Moi, je suis simplement cassée. C'est pour cette raison que je pleure sur son canapé.

— Il n'a pas compris. Il n'a pas du tout compris. Pourquoi il m'écoute pas ? C'est injuste. J'ai tout fait. Tout fait. Il n'a pas compris ce que je lui disais. Il m'écoutait même pas. Il était...

Mes sanglots prennent le dessus. Ils sont moches, plein de morve et de douleur. Plein de désespoir, aussi. Je me sens ridicule de pleurer pour un homme. Pour un mec avec qui je ne suis même pas censée être en couple.

Cela ne m'empêche pas d'imbiber le jean de ma meilleure amie, ni de perdre mon souffle à force de renifler.

Dans ma tête, la scène se joue encore et encore. Ses mots me percutent, son air blessé m'assomme. Je n'ai qu'à fermer les paupières, appuyer sur play et revivre le tout. Je l'entends encore s'étrangler : « Mon père ? Un meurtrier ? Mon père ?! »

Je reste immobile, je le laisse s'exclamer. « Mais où es-tu allée chercher une idée pareille ?! »
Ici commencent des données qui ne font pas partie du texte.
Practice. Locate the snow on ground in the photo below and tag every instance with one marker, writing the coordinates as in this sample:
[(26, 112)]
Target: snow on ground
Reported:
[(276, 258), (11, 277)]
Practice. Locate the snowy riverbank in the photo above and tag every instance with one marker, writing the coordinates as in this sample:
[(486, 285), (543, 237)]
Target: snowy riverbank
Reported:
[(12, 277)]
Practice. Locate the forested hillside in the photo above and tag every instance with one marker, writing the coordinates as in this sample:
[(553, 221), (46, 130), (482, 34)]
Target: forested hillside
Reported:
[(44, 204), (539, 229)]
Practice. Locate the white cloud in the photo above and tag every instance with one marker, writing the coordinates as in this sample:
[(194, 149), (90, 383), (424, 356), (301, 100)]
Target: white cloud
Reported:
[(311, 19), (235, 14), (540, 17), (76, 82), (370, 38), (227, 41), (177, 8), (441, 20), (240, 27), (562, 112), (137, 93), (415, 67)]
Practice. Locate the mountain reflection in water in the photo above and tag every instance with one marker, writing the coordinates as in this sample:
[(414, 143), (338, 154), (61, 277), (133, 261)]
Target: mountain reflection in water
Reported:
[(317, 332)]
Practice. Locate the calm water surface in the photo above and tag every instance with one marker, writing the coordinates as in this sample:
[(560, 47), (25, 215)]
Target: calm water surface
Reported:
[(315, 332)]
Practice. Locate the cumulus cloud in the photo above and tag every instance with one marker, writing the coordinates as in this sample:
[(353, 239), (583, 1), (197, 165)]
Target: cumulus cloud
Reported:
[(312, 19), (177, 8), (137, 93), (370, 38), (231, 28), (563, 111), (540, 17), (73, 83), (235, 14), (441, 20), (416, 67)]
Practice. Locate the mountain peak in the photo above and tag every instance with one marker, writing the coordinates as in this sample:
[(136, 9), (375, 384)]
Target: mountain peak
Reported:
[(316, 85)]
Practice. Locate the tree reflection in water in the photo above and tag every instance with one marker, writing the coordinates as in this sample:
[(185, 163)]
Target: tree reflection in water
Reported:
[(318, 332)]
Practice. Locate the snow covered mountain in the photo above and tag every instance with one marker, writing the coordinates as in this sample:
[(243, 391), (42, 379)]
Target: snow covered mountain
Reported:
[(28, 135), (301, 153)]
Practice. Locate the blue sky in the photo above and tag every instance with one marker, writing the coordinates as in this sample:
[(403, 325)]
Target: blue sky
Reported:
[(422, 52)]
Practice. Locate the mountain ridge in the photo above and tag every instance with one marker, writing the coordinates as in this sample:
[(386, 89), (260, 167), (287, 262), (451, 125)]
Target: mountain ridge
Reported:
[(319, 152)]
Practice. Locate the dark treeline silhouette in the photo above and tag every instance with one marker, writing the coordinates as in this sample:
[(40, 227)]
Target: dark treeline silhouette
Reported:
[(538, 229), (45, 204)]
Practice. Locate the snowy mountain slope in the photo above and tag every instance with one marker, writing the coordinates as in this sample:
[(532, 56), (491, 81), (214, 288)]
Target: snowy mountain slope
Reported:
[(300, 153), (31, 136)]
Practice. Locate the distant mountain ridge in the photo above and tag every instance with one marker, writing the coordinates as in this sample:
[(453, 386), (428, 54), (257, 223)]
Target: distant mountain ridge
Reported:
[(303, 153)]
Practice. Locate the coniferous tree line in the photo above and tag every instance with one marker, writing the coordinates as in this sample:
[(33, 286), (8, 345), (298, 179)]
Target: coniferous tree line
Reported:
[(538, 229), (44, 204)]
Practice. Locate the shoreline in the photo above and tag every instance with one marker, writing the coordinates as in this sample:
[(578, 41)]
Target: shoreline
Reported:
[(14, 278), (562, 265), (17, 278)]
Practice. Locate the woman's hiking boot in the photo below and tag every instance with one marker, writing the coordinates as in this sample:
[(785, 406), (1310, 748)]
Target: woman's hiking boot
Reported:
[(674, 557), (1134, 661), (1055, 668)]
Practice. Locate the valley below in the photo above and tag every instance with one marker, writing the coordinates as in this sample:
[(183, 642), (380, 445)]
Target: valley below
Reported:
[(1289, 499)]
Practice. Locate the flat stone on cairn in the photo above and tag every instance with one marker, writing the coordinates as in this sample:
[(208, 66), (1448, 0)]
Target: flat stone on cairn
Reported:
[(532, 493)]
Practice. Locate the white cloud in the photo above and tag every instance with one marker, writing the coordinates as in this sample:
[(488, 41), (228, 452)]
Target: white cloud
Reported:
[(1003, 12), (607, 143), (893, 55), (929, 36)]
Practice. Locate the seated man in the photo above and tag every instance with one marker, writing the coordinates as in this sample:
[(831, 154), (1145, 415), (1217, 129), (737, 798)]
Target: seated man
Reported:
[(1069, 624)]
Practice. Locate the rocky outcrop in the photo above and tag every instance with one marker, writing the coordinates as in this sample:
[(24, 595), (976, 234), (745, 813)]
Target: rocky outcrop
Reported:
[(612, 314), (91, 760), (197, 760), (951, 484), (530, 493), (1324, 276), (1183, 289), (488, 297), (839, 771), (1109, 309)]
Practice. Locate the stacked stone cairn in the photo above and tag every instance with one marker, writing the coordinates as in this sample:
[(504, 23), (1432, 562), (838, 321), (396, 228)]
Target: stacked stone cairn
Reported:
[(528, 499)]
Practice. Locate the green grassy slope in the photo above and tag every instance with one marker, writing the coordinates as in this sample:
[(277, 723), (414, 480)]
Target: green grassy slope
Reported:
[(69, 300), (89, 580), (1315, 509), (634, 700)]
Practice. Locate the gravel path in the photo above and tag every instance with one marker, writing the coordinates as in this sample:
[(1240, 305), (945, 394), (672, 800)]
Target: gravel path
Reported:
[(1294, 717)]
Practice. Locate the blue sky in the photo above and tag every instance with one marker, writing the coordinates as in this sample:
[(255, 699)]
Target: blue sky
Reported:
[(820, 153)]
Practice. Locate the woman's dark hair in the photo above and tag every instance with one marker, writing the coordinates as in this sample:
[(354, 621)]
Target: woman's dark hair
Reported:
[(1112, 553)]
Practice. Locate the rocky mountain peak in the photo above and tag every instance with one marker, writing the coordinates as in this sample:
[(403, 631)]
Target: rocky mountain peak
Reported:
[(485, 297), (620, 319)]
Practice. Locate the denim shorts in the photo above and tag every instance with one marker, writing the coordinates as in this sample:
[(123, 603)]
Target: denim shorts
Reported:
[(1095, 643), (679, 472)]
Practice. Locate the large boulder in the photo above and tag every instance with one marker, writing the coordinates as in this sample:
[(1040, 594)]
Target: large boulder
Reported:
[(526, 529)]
Il agite les bras, fait les cent pas. Il se comporte comme un fou, à qui on aurait annoncé une mauvaise nouvelle. Ou seulement comme à un homme, écoutant une folle accuser son père d'être un assassin.

— Qu'est-ce que tu lui as dit, me demande Lyana dans un murmure, pour qu'il s'énerve autant ? On l'entendait depuis le gymnase.

Lentement, je me redresse. Des mèches me collent au visage, je m'essuie le nez d'un revers de manche. Lyana souffle un ou deux « je suis là » supplémentaires pour m'apaiser. Elle est attentive au moindre changement. Je vois rouge mais cela ne m'empêche pas de rester un moment silencieuse. A croire que je suis incapable de parler de ce qui ne va pas, alors même que je pleure depuis une demi-heure.

Mes larmes, au moins, se sont taries. Le fait que Lyana me parle, m'entoure de ses bras et me soutienne calme les battements erratiques sur ma peau. Je n'ai plus la sensation d'être en dehors de moi-même, je ne suis plus exténuée de tristesse. Je suis simplement connectée à la personne qui me fait face, et me permet d'oublier ma peine.

C'est une chance de l'avoir trouvée. D'avoir poussé les portes de ce club de soutien, et de ne l'avoir quitté qu'avec elle à mon bras.

— Je... Je lui ai... On parlait de...

— Respire, Syntara. Prends ton temps pour te calmer. Quand ce sera fait, tu m'expliqueras.

— On parlait de ma famille, reprends-je après avoir suivi son conseil. Je lui ai dit que l'enquête était rouverte grâce à James, que c'était pour cette raison, notamment que nous étions aussi proches. Je voulais lui expliquer que de plus en plus de pistes nous amenaient à penser qu'au moins deux personnes étaient liées au meurtre : un assassin et une tête dirigeante.